In the higher-risk, unmutated group, they do show continuous relapse. They have a median PFS of about 5 years with FCR. Ibrutinib has actually been approved in this setting but, for a young, fit patient, it means going on a drug for possibly the rest of their lives. There are some toxicities associated with that, such as atrial fibrillation, bleeding, muscle spasms, and edema. Therefore, it is very important that your mutated patients stick with FCR and not BR. There is no evidence that BR results in any prolonged PFS in any subgroup.
For the unmutated patients, FCR remains a very good standard option. You can also have a conversation about ibrutinib with the patient.
How is ibrutinib applied in the relapsed/refractory setting?
RESONATE was the first designed registration trial for ibrutinib. It turns out that ibrutinib actually was registered based on the phase Ib/II data that showed remarkable efficacy, but then RESONATE became the confirmatory registration trial where patients with relapsed/refractory CLL were randomized to receive ibrutinib or ofatumumab. That study showed, even in early follow-up, a significant PFS and OS benefit, and about an 80% reduction in the risk of progression or death with ibrutinib compared with ofatumumab.
We have reported on an 18-month follow-up of that trial, which is still relatively early. In the ibrutinib arm, 76% of patients remain progression-free. Furthermore, we've looked at some of the high-risk features, such as 17p deletion, 11q deletion, and some of the novel somatic mutations that have been defined in CLL.

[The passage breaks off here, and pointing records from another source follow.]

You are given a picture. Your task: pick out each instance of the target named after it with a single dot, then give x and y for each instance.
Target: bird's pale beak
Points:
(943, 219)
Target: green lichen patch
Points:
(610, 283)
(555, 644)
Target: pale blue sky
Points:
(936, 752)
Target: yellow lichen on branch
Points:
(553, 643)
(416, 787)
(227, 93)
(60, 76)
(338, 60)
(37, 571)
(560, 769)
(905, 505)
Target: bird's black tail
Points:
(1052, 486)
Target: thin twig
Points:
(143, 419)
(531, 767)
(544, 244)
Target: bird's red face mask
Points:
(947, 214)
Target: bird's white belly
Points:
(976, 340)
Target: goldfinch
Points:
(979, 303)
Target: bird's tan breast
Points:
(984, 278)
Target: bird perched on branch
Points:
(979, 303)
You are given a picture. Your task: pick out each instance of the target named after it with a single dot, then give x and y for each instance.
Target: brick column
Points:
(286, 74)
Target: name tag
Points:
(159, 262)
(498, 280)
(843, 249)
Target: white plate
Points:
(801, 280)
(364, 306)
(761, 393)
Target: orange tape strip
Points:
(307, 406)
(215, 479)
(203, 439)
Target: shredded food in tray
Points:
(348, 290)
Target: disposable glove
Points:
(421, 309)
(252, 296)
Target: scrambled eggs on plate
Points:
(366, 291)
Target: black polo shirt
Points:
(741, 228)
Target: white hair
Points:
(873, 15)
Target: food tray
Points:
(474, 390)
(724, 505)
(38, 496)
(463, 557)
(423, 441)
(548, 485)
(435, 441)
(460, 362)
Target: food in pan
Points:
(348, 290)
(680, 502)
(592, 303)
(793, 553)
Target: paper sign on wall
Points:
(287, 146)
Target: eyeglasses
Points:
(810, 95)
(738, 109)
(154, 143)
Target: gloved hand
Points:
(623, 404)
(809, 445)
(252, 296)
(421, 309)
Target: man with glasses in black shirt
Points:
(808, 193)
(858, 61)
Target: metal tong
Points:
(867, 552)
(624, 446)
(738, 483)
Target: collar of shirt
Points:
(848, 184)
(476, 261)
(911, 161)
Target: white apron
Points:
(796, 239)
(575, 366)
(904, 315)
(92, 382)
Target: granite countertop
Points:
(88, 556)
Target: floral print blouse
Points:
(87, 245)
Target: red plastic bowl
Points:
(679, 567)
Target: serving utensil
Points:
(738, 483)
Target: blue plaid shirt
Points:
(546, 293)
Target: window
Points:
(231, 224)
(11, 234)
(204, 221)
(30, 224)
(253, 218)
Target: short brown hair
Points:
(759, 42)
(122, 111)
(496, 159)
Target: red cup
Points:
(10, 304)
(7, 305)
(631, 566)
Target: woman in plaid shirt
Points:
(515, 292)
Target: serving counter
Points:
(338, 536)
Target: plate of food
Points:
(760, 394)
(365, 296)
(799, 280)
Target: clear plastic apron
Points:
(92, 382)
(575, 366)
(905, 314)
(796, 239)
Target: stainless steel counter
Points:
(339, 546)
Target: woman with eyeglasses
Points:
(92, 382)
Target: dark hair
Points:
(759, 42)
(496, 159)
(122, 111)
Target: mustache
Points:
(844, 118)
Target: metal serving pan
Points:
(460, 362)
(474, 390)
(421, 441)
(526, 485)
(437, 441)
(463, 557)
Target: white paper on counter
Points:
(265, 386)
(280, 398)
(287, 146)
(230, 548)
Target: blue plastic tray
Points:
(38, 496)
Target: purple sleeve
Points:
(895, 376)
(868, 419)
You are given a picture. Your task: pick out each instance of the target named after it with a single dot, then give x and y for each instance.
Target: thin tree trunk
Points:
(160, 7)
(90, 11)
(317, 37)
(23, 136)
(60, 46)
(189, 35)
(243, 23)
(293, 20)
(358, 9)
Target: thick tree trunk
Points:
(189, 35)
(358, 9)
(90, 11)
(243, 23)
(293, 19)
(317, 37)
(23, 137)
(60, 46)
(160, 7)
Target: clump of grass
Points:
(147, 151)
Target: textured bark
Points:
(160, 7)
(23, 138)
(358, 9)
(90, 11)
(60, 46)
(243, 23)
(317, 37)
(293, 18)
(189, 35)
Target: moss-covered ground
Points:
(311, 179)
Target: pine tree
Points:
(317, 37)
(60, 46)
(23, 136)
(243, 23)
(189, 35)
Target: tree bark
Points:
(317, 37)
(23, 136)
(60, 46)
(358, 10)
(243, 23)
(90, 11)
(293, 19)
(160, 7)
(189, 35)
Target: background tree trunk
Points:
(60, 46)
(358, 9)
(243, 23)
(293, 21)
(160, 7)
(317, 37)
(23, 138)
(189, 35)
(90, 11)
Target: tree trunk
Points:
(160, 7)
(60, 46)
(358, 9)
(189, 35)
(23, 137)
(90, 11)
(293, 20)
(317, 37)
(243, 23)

What do you take away from this study?
Within the ibrutinib arm there is currently no difference in the PFS response rates, based on the presence or absence of those high-risk features.Ibrutinib is a highly effective therapy in relapsed/refractory CLL. It's generally well tolerated, and about 20% of patients have gone off it for various reasons, but many patients stay on and have extended disease control. The interesting feature is that most do not have complete remissions. The complete remission rate is low, but the partial remissions that they have remains stable for extended periods. They do tend to improve over time in many of the patients, with progressively less disease remaining.